Uber facilitates 14 million trips per day, but not all data feeds into their pipeline without interruptions. Interruptions in network connectivity or malfunctions in certain data centers can create a massive change in the data, yet they are inevitable. Making large-scale automated decisions on poor quality data can lead to disasturous outcome, which Uber has implemented the Data Quality Monitor system in order to perform automated data quality analysis.
Due to the sheer amount of data the company receives every day, one-off statistical analysis with Confident Learning is not scalable. Uber first creates the Data Stats Service to create time series quality metrics for each table column at the data sources, feeds information to a dedicated anomaly detection platform, which then ties all analysis to the front end dashboard for data users, which alerts the users when there is concern about the data quality.
Statistically speaking, Uber utilizes Principle Component Analysis and Time Series Anaylsis to bundle hundreds of metrics generated by DSS and monitor anomalies in variance throughout the time series.
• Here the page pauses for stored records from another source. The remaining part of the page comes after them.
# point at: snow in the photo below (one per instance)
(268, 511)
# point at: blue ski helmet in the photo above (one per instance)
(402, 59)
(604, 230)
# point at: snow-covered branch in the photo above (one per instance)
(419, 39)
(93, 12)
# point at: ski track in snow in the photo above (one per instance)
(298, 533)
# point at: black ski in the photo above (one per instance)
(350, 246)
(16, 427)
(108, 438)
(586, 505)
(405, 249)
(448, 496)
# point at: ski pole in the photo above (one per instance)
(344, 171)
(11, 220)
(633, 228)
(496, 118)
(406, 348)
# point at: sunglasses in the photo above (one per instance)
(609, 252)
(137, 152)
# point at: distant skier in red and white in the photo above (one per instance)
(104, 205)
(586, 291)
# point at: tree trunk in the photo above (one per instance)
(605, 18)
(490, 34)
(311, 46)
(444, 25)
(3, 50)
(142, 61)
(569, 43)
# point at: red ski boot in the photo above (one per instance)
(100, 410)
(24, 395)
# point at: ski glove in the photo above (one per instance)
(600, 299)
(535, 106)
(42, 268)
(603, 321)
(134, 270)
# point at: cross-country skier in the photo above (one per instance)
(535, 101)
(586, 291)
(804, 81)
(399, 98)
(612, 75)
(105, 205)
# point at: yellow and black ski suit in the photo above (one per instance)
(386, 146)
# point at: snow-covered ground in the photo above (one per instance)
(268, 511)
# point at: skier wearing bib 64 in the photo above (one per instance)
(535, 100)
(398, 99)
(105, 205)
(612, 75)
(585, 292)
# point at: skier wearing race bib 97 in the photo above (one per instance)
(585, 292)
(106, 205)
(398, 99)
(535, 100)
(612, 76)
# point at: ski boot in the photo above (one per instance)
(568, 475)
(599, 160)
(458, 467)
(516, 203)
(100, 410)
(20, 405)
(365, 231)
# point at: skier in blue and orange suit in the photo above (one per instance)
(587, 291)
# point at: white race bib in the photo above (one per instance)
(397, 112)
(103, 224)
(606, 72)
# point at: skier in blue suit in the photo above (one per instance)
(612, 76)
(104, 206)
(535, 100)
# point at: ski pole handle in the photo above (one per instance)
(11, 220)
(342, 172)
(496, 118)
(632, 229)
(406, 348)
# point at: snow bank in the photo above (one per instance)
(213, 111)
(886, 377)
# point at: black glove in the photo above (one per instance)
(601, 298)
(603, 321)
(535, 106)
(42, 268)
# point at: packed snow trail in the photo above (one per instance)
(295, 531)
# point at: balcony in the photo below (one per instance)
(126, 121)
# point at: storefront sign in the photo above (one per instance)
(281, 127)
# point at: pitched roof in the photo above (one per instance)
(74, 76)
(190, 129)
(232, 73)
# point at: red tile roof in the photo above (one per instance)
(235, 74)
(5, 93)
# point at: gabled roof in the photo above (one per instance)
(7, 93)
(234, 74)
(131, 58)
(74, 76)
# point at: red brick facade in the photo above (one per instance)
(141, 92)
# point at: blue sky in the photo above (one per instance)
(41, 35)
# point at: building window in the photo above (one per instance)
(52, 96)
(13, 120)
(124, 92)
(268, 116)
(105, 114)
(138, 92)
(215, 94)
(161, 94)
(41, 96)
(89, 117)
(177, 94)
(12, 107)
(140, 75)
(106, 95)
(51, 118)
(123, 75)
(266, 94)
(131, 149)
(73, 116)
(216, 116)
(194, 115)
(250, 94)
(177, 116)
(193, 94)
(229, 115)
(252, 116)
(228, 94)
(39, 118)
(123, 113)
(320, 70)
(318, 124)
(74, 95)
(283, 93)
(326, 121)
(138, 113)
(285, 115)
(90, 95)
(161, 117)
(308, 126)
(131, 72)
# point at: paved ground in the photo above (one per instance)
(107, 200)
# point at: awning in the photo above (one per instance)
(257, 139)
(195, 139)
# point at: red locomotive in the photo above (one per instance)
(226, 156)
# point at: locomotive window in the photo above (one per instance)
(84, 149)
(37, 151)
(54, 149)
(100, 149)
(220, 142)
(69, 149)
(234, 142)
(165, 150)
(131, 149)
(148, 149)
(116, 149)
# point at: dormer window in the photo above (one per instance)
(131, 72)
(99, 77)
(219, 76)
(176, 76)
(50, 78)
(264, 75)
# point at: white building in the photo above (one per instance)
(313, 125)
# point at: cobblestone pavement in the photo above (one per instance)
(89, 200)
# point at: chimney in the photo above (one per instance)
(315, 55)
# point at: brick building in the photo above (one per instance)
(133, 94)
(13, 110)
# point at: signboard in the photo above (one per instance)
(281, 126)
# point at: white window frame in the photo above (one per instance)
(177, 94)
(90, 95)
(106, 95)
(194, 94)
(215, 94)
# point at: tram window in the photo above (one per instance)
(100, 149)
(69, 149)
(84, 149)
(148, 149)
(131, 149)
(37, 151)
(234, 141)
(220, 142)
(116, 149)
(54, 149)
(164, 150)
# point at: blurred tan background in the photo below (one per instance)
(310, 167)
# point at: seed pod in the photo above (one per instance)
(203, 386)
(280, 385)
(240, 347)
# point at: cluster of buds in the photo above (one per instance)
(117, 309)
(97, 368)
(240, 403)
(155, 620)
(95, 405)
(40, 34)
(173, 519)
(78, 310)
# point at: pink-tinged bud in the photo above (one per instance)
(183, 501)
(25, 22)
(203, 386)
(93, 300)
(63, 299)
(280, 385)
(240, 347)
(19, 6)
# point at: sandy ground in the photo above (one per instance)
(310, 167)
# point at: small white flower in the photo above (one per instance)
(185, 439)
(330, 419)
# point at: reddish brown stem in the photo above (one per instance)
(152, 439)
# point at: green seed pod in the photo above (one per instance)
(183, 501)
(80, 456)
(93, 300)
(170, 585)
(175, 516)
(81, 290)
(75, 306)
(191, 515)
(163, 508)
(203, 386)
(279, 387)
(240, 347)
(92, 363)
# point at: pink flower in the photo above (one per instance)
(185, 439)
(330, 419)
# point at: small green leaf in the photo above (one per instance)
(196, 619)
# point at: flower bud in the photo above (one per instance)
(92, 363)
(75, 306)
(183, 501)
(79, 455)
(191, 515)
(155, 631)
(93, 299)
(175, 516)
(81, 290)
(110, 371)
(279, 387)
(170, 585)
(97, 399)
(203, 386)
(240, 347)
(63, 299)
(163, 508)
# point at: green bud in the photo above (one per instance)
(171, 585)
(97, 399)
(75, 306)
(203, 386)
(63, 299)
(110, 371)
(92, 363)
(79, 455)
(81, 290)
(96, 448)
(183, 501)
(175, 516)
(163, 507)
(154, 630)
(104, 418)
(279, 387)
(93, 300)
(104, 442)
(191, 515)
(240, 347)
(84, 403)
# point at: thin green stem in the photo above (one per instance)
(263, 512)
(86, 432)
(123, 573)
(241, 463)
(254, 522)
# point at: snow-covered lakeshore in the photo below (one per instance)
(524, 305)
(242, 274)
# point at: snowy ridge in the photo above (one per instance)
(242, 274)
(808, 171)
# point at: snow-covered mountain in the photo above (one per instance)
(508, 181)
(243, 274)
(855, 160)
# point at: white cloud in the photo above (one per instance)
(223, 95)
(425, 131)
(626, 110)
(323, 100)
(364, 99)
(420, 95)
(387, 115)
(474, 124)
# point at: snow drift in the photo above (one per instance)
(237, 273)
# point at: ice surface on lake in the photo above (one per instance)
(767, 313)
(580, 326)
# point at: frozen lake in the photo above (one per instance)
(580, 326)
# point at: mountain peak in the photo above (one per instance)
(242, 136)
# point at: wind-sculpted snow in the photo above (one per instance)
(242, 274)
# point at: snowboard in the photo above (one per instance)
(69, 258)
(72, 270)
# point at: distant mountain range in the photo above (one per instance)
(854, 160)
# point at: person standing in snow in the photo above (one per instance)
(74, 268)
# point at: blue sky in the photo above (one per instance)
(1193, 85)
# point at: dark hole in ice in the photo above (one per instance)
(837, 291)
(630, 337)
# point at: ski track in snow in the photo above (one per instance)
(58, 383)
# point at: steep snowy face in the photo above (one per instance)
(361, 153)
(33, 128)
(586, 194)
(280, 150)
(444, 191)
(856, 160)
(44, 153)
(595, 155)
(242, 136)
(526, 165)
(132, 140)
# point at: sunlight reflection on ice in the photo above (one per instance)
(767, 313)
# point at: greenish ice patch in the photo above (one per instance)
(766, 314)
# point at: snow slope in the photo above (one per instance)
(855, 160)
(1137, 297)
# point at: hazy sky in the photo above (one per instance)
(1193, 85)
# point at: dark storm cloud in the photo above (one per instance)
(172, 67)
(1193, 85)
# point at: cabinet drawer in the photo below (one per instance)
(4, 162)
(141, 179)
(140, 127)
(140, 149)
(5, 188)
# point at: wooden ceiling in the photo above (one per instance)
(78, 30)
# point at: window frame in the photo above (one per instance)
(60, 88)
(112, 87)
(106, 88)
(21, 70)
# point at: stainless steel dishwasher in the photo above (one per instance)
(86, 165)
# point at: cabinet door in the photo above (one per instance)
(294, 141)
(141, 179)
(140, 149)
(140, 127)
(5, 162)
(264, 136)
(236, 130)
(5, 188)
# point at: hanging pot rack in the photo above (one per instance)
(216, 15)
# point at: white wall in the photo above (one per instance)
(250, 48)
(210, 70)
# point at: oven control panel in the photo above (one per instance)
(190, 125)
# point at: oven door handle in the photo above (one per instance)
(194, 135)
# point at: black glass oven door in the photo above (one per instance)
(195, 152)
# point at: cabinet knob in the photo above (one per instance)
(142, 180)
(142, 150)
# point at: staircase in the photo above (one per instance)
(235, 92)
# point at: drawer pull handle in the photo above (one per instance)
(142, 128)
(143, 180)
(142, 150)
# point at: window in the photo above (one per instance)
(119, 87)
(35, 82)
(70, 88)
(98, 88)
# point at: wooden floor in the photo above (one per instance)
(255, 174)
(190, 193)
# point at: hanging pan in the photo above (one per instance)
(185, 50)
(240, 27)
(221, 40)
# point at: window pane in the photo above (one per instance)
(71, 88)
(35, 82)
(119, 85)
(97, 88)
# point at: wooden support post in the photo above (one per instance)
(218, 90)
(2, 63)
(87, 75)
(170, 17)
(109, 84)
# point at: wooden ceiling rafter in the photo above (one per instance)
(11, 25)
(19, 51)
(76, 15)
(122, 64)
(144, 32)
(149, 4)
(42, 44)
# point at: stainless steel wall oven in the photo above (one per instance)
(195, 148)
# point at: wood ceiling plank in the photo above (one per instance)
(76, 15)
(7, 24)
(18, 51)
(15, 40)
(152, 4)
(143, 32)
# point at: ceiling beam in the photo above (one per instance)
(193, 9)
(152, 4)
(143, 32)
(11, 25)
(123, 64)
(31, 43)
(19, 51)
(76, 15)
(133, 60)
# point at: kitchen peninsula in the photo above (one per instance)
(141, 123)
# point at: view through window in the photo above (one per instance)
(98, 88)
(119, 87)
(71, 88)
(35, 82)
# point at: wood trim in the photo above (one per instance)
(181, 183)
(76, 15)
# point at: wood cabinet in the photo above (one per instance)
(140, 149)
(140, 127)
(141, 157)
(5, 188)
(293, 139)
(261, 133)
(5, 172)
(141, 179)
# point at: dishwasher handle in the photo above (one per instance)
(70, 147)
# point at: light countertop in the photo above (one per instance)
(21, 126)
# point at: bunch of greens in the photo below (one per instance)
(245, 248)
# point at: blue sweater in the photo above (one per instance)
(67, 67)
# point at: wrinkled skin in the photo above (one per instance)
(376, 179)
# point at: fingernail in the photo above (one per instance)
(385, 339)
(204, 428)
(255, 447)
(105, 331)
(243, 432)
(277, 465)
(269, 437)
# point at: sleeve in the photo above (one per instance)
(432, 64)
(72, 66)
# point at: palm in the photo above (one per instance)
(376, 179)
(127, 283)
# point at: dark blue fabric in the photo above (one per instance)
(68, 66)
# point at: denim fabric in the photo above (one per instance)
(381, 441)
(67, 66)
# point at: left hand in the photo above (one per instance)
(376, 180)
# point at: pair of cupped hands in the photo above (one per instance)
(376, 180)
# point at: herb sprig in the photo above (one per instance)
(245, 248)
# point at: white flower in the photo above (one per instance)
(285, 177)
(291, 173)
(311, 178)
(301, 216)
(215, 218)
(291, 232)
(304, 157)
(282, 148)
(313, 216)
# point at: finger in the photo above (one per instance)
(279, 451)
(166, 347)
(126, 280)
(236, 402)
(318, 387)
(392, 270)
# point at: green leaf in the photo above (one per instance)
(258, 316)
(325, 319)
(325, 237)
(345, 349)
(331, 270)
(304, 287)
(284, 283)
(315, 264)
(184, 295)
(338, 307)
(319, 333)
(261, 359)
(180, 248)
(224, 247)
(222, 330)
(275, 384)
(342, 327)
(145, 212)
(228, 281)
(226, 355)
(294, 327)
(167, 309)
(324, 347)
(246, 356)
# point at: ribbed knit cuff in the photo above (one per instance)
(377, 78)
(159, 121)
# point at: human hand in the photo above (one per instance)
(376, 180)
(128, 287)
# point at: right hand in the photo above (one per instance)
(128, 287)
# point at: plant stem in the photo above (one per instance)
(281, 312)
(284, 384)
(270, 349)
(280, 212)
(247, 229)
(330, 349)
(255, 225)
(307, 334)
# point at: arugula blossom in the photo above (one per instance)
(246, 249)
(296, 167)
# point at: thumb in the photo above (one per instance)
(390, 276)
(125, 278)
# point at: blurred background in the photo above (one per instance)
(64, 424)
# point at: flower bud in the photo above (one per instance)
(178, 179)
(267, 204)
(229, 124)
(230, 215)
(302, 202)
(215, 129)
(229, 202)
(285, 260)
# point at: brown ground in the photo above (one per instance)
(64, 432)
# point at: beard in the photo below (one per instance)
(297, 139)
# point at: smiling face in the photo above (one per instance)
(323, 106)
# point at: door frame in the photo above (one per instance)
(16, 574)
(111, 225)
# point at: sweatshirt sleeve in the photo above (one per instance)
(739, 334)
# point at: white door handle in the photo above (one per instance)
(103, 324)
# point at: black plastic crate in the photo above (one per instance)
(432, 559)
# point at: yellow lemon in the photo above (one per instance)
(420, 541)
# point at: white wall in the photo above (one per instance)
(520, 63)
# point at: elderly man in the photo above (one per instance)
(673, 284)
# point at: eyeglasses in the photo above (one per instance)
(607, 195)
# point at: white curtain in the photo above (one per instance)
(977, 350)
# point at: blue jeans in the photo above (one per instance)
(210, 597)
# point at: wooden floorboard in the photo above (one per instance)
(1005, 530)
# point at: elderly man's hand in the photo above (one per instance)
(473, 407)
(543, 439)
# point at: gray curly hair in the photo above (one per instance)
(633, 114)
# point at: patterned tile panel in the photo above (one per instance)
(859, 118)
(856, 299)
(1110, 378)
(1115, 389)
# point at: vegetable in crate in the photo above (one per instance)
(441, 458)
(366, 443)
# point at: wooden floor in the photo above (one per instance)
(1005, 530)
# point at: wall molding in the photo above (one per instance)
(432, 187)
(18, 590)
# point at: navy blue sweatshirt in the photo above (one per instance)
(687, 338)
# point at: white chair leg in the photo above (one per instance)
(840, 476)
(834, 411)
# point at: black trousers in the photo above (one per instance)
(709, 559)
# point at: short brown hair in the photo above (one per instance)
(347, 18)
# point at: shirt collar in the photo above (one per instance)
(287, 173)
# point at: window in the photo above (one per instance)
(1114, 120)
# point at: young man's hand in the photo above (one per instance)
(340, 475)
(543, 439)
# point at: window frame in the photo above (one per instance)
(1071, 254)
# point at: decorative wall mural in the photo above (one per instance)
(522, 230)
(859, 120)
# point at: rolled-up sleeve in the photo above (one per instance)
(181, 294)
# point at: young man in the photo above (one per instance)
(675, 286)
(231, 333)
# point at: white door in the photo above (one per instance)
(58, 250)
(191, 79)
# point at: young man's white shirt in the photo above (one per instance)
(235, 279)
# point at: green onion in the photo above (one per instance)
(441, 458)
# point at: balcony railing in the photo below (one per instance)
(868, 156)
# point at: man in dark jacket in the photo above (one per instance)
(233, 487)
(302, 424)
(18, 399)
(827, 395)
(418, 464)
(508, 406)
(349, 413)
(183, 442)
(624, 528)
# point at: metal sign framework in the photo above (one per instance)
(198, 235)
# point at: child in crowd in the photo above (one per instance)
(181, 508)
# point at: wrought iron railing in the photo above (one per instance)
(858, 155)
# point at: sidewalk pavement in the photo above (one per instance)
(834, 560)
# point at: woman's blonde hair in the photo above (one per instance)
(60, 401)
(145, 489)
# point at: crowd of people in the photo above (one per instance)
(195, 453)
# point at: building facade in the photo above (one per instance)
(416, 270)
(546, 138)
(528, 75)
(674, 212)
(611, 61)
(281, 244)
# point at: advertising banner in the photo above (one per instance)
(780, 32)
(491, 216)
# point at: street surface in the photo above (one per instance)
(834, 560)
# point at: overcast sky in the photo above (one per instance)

To reduce the noise from metric-level anomalies, Uber has also implemente an unweighted scoring system alert at table-level anomalies instead.
While advanced techniques like Confident Learning is a great leap forward from manual inspection, such techniques could still solve only part of the problem when data feed is at a greater scale. This material helps data scientists to foresee what are the possibilities when designing a data pipeline at a grander scale.